Abstract:
The performance of state-of-the-art i-vector speaker verification systems relies on a large amount of training data for
probabilistic linear discriminant analysis (PLDA) modeling. During the evaluation, it is also crucial that the target condition
data is matched well with the development data used for PLDA training. However, in many practical scenarios,
these systems have to be developed, and trained, using data which is often outside the domain of the intended application,
since the collection of a significant amount of in-domain data is often difficult. Experimental studies have found
that PLDA speaker verification performance degrades significantly due to this development/evaluation mismatch. This
paper introduces a domain-invariant linear discriminant analysis (DI-LDA) technique for out-domain PLDA speaker
verification that compensates domain mismatch in the LDA subspace.

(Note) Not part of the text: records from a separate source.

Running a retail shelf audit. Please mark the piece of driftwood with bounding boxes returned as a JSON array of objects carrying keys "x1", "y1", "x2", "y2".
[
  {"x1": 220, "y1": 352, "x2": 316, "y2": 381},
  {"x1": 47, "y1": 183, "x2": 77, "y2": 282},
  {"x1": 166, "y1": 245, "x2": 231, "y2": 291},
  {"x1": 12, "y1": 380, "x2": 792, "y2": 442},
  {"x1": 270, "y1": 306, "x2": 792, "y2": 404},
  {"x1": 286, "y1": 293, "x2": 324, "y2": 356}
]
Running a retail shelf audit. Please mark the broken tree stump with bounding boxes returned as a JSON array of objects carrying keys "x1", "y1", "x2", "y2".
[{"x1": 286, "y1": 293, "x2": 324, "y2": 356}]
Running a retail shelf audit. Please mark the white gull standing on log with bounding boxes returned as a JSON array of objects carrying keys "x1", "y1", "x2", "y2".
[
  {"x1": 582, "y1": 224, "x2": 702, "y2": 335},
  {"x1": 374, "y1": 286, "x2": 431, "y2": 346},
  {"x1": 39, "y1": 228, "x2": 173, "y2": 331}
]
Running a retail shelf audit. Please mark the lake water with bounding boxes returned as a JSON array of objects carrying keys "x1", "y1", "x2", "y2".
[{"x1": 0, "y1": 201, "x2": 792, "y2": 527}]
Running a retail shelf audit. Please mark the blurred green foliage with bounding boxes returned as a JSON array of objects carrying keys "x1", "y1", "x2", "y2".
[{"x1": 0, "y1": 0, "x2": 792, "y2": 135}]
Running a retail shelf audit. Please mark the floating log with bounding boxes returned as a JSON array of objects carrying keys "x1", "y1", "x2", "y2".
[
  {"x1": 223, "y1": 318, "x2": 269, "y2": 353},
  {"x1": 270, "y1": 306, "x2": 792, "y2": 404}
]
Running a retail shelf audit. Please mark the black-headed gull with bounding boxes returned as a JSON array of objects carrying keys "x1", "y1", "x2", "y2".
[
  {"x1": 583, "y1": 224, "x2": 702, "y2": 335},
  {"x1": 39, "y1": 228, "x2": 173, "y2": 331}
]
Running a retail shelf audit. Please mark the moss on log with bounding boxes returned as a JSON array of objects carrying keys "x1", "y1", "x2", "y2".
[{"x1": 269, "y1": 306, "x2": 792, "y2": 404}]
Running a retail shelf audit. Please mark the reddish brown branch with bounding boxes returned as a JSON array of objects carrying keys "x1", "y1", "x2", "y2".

We also propose a domain-invariant probabilistic
linear discriminant analysis (DI-PLDA) technique for domain mismatch modeling in the PLDA subspace, using only
a small amount of in-domain data. In addition, we propose the sequential and score-level combination of DI-LDA,
and DI-PLDA to further improve out-domain speaker verification performance. Experimental results show the proposed
domain mismatch compensation techniques yield at least 27% and 14.5% improvement in equal error rate (EER)
over a pooled PLDA system for telephone-telephone and interview-interview conditions, respectively. Finally, we show
that the improvement over the baseline pooled system can be attained even when significantly reducing the number of
in-domain speakers, down to 30 in most of the evaluation conditions.